Furthermore, the appropriateness of erosion concepts commonly employed in model structures is still questionable [74]. Despite the fact that physical processes of detachment, transport, and deposition in overland flow are well recognized and have been widely incorporated within erosion models, the experimental procedures to test conditions when processes are occurring concurrently have only recently been developed [75]. Our initiative of using machine learning approaches therefore proves to be a promising alternative for erosion prediction in which it overcomes obstacles in parameterization, calibration, and validation processes that are often considered to be the main difficulties while applying conventional models.

5. Conclusion

This study evaluated performances of five machine learning algorithms, namely, FKNN, ANN, SVM, LSSVM, and RVM, using a historical dataset collected in tropical slopping fields featured by ten soil erosion conditioning factors.
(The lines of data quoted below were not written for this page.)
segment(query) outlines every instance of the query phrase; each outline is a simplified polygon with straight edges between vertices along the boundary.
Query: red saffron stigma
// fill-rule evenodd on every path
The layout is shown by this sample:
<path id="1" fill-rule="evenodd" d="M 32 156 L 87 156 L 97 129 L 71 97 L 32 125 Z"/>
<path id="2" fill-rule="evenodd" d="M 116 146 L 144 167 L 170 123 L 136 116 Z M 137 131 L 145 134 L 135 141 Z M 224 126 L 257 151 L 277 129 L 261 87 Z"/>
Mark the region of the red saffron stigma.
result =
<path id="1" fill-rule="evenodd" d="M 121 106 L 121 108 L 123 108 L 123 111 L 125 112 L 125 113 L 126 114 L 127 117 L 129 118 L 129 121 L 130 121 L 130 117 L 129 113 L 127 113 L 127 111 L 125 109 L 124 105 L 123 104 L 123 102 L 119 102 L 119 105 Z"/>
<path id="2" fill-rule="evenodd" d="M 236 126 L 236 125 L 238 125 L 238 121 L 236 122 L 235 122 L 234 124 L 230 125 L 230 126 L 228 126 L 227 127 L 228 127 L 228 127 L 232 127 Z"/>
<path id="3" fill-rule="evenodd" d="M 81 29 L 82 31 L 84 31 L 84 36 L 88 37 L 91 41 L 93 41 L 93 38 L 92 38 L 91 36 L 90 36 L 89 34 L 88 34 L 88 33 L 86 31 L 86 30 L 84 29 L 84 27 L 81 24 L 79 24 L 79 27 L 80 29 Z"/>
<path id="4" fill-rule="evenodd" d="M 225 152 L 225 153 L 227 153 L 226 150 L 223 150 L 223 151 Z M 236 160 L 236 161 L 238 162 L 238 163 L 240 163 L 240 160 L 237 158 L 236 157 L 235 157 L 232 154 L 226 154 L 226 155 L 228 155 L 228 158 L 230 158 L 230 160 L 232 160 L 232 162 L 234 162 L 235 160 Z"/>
Experimental results supported by the Wilcoxon signed-rank test pointed out that RVM was deemed best suited for the problem at hand. The RVM model achieved the best performance in the testing phase (CAR = 91.94% and AUC = 0.97). Four other learning algorithms also demonstrated good performance as indicated by their CAR values surpassing 80% and AUC values greater than 0.9. Thus, these results strongly confirm the efficacy of applying machine intelligence for solving the problem of interest. Furthermore, RVM can be a very promising tool to assist landowners and managers to quickly identify potential soil erosion areas and develop preventive measures. The reasons for the good performance of RVM may lie in the fact that this model utilizes Bayesian inference to obtain parsimonious solutions the soil erosion prediction problem in this study which is modeled as a pattern classification task. The employed Bayesian inference of RVM can help to result in a robust classification model which features a small number of support vectors. Therefore, the decision boundary constructed by such support vectors has good generalization property and resilience to noise. These facts explain why predictive accuracy of RVM is better than those obtained from other machine learning models.

Future extensions of the current works may include the following:(i)Investigation of the capabilities of other advanced machine learning models (such as tree ensemble, functional tree, gradient boosted regression tree, stochastic gradient tree boost, alternating decision tree, logistic model tree, boosted regression trees, random forest, and naive Bayes variants) in soil erosion prediction(ii)Collection of more data samples to increase the current data size and therefore enhance the generalization as well as applicability of the current data-driven models(iii)Investigation of other influencing factors of soil erosion to ameliorate the explicability of the current study

Data Availability

The data used to support the findings of this study are available from the corresponding author upon request.

Conflicts of Interest

The authors declare that they have no conflicts of interest.

Acknowledgments

This research was funded by the Vietnam National Foundation for Science and Technology Development (NAFOSTED) under grant number 105.08-2017.302.